Multi stage ranking
Chaining classifiers has drawbacks like :
- It makes overall system hard to debug. ML systems are probabilistic. Chaining multiple classifiers makes it hard to debug failures.
- It is hard to maintain and iterate on. Simple data bugs can lead to a cascade of failures. Releasing new versions of features can lead to unintended changes and impact consumers.
Yet multi-stage ranking is quite prevalent in ranking/recommendation usecases. In this post we deep dive into one such system and explore why it exists in first place and best practices to maintain such a system.
Why multi stage ranking exists ?
- Systems are often broken down in multiple stages. The stages provide a decoupled way of development and optimizing for different objectives. Similarly, large scale ranking/recommendation problems are broken down into series of machine learning problems.
- Let’s take an examples : Typically a search ranking system will have 3 stages.
1. Retrieval (with a focus on recall), 2. Relevance ranking (with a focus on optimizing for judged relevance), 3. Click and diversity ranking (with a focus on optimizing for direct user feedback). At each stage, there’s a separate ml system optimizing for a different metric but at the end they work as a cascade of rankers.
- The ML systems at each stage also have different performance and latency constraints. Serving for ML model associated with retrieval has to be low latency since it has to applied to a large number of documents per query. Similarly, the final stage rankers such as click ranker is only applied to O(10²) documents for the final list and can be expensive.
Example systems :
Search ranking/recommendation :
Stage 1 (Retrieval model):
- Problem formulation : Rank a list of candidates based on query — doc match prediction score. match_score = model(Q, D) where Q is features generated from user provided query and D is features generated from candidate document.
- This runs on document index servers or on candidate generators. Thousands of documents being retrieved for popular queries is not uncommon.
- Perf characteristics : Low serving latency, low memory consumption.
- Training data here is usually human judged relevance data.
- Choice of rankers : Gradient boosted decision trees with low number of high quality predictive features for fast serving. The features chosen at this stage are generally cheap to compute and stable. (No counter features / rpc calls to feature stores for aggregate stats etc).
- It is a common practice to use a GBDT based ranker and a set of heuristic based off-topic filters. The heuristics should be interpretable and debuggable.
Stage 2 (Relevance ranking model) :
- Problem formulation : Rank a list of candidates based on their predicted relevance for a given query.
- The model used at this stage has been trained on logs of <query, doc> pair with label as human judged relevance. The training data is limited and expensive.
- The model is run as a first stage ranker which deals with 100s or 1000s of documents selected by Stage 1. So, this still needs to performant.
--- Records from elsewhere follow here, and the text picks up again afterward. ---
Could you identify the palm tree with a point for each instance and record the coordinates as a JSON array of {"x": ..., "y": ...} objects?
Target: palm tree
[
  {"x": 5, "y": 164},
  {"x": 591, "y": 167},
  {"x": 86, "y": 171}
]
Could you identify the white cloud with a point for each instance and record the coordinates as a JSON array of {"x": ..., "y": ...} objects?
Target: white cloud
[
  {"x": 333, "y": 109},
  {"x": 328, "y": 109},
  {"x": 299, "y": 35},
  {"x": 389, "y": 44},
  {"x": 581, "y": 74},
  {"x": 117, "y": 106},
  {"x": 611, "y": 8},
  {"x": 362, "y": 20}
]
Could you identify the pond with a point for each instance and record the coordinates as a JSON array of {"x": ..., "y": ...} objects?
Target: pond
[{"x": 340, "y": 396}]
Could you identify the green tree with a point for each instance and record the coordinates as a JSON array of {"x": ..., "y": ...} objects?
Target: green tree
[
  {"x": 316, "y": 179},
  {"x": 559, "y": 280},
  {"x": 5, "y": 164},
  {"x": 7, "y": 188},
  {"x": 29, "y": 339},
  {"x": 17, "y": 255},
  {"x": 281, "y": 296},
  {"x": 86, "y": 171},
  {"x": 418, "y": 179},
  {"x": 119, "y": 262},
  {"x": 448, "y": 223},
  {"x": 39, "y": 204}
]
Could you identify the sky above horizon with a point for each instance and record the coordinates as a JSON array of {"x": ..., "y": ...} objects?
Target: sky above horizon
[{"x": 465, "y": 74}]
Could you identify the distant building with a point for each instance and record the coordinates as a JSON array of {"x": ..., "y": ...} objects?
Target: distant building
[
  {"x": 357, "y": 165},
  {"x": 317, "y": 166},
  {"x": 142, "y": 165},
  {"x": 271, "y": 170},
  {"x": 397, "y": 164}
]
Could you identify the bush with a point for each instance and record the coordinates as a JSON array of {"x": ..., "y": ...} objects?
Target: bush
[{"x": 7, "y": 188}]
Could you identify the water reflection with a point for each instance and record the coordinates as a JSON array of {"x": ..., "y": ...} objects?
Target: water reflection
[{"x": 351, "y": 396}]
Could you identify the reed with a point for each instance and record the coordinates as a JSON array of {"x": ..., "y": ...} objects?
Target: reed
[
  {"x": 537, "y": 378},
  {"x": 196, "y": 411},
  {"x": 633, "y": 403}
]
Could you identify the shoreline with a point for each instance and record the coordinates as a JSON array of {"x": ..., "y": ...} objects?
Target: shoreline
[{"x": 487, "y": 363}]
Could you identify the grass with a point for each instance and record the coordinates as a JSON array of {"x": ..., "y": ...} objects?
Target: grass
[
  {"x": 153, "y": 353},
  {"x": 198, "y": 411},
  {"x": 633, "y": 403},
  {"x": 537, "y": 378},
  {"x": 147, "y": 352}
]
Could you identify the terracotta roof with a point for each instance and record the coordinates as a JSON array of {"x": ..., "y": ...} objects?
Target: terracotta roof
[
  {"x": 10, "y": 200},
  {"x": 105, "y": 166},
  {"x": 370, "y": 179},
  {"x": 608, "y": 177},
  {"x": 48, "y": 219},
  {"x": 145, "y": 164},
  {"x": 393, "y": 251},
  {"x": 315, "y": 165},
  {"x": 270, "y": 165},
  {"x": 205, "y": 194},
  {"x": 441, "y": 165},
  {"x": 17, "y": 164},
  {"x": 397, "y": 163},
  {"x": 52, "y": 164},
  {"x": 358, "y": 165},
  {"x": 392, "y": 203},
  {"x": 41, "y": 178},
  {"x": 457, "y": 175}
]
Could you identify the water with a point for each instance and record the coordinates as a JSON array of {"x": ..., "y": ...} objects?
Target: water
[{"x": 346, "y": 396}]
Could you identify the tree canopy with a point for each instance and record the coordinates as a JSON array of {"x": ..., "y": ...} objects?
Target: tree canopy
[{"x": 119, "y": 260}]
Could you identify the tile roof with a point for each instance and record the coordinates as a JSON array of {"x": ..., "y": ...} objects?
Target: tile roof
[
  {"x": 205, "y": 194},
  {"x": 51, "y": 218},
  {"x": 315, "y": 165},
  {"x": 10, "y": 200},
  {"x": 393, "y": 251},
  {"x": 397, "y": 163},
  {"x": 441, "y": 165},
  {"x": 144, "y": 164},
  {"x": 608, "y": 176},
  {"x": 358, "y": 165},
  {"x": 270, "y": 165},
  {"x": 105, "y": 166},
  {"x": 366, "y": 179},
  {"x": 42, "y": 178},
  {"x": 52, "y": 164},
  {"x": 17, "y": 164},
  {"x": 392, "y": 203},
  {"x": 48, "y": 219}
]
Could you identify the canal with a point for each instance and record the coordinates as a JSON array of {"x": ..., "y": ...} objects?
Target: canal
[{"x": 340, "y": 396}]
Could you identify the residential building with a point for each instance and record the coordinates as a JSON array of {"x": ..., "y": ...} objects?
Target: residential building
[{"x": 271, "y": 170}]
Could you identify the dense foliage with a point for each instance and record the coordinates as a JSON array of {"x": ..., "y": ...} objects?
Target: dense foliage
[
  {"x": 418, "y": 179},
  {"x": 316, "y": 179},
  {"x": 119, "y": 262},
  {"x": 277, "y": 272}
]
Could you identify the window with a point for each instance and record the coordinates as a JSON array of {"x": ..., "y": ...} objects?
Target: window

- Often the final ranking model used here is a stacked ensemble of multiple sub-models each optimizing for a separate objective : document quality, author quality, relevance, newsy-ness etc.
- The sub-models are trained on human judgement only affecting that attribute. For example, doc quality can be framed as a binary classification problem of classifying if documents are high quality or not. The labels are provided by human raters based on doc quality guidelines. Similarly for author quality.
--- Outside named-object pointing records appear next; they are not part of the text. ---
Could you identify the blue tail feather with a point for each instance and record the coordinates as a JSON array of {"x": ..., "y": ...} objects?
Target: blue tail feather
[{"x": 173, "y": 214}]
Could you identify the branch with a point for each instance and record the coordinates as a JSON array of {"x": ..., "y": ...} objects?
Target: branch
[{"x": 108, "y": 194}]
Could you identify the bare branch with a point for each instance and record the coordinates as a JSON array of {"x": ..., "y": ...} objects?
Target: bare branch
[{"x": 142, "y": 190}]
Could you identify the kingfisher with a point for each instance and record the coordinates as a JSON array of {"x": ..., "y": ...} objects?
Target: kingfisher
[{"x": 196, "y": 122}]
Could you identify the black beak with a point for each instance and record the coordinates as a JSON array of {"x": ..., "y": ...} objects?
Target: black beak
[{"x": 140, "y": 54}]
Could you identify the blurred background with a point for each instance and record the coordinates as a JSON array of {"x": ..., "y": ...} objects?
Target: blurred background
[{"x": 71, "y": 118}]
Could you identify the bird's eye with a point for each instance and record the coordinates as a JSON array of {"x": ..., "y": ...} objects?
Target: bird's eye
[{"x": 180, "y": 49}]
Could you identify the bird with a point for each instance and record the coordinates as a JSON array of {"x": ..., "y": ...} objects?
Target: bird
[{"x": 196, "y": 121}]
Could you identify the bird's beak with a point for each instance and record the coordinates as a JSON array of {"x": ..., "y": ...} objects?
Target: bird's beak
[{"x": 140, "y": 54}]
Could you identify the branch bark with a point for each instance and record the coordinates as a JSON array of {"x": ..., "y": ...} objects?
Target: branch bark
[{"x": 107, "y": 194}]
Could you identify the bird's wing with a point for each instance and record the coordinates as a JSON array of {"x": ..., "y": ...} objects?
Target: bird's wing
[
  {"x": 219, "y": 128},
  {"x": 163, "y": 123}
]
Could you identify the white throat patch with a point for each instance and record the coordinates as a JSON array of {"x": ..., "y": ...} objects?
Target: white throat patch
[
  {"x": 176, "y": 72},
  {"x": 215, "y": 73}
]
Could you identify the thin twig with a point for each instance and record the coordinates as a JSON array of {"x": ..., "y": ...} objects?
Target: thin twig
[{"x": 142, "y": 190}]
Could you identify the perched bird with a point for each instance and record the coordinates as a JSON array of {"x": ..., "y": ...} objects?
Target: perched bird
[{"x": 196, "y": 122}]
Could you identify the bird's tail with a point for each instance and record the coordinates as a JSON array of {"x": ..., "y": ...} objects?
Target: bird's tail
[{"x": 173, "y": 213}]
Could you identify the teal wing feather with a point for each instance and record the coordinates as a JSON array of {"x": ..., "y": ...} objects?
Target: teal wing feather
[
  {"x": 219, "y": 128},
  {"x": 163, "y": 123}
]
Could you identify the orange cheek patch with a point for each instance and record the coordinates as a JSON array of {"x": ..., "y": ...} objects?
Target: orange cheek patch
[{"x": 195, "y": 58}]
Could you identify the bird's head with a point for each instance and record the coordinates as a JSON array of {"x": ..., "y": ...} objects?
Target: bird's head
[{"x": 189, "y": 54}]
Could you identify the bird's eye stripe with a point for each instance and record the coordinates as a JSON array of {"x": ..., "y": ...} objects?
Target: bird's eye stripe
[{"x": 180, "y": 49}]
- The final ranker here can be simple MLP with a softmax layer predicting relevance. The ranker consumes numeric outputs from models such as doc quality, author quality, query doc text relevance, tensor outputs from document embedding, query embedding and so on. This is the cascade pattern.
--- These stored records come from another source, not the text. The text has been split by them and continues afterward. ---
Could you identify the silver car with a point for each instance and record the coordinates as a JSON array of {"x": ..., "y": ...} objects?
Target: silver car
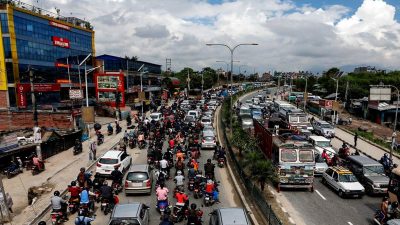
[
  {"x": 208, "y": 140},
  {"x": 132, "y": 213}
]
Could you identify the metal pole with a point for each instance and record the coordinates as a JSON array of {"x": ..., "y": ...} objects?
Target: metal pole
[
  {"x": 395, "y": 123},
  {"x": 69, "y": 75}
]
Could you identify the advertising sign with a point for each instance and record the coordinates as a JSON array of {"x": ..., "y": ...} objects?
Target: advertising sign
[
  {"x": 380, "y": 93},
  {"x": 75, "y": 94},
  {"x": 59, "y": 25},
  {"x": 60, "y": 42}
]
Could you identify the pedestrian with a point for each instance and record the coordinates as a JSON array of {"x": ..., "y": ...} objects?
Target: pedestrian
[
  {"x": 92, "y": 153},
  {"x": 261, "y": 180},
  {"x": 9, "y": 202},
  {"x": 355, "y": 139}
]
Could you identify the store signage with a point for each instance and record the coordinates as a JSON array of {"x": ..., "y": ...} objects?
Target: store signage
[
  {"x": 59, "y": 25},
  {"x": 75, "y": 94},
  {"x": 61, "y": 42},
  {"x": 62, "y": 65}
]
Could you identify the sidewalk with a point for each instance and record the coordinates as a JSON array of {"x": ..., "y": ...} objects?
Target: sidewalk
[{"x": 61, "y": 169}]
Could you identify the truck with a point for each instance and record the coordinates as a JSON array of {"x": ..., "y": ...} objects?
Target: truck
[{"x": 292, "y": 157}]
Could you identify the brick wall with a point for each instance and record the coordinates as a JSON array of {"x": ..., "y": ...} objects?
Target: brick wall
[
  {"x": 3, "y": 100},
  {"x": 21, "y": 120}
]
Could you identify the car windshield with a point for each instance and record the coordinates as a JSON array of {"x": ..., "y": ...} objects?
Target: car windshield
[
  {"x": 373, "y": 170},
  {"x": 288, "y": 155},
  {"x": 124, "y": 222},
  {"x": 137, "y": 176},
  {"x": 347, "y": 178},
  {"x": 302, "y": 119},
  {"x": 325, "y": 125},
  {"x": 306, "y": 156},
  {"x": 323, "y": 143},
  {"x": 108, "y": 161}
]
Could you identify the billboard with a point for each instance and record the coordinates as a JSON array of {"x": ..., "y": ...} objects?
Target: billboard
[{"x": 380, "y": 93}]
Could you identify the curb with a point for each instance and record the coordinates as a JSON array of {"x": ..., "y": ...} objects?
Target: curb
[{"x": 238, "y": 190}]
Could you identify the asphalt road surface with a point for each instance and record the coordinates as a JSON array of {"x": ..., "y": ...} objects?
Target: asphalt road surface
[
  {"x": 227, "y": 196},
  {"x": 324, "y": 206}
]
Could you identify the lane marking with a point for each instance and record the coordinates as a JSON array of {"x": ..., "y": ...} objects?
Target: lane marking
[{"x": 320, "y": 195}]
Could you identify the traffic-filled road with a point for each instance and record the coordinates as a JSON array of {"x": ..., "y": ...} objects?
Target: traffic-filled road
[
  {"x": 227, "y": 196},
  {"x": 324, "y": 206}
]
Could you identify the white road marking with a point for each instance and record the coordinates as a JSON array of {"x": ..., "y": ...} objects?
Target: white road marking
[{"x": 320, "y": 195}]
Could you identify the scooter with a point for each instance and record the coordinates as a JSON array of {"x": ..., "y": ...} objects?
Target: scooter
[
  {"x": 12, "y": 172},
  {"x": 77, "y": 149},
  {"x": 221, "y": 162}
]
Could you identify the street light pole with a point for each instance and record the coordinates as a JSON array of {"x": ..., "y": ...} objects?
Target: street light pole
[{"x": 232, "y": 50}]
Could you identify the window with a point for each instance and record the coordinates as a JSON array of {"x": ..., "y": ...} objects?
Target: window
[{"x": 288, "y": 155}]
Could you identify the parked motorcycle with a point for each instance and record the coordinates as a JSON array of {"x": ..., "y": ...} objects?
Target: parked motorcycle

- The final ranker here should be trained on a held out set of query and documents which the sub-model rankers have not seen. Otherwise, we run a high chance of overfitting.
- As a best practice all numeric outputs should be calibrated. If these are not calibrated, it will be very hard to update the sub-models.
Stage 3 (Click ranking model) :
- Problem formulation : Rank a list of candidates based on their p(click) for a given query.
- The final stage ranker which produces p(click) or probability of user interaction with a document based on query. Note that click can be replaced with any other user event.
- We have multiple order of magnitude more data to train at this stage than relevance ranking. So, we can exploit memorization aspect of deep neural networks here. The choice of model here is wide and deep networks which can memorize on the sparse categorical features and generalize based on the dense continuous features.
- Note with so many embedding representation in the model, the model is expensive to serve. Since it is a stage 3 ranker, it will deal with 10s — 100s of candidates and hence cost is manageable.
- [Fast quality testing] Have fast offline tests checking metrics for each model. For example, it should be easy to compare relevant metrics for author quality model v2 vs author quality model v1.
- [Data linting] Have data linting and feature distribution checks at each stage. Otherwise, a single feature can lead to a cascade of failures.
- [Feature versioning] Use versioned features for feature releases.
- [Calibration] If a model takes other model ouput as features, the model output must be calibrated.
- All major model architecture changes should go through A/B test .
- [Automated model refresh] Model monitoring and CI/CD will help in periodic model refresh on new data.
- We saw how multi-stage ranking setup breaks up a complex problem like search ranking in multiple ml systems which can be iterated on in decoupled fashion.
- How objectives, perf and latency influence our design of stages and models.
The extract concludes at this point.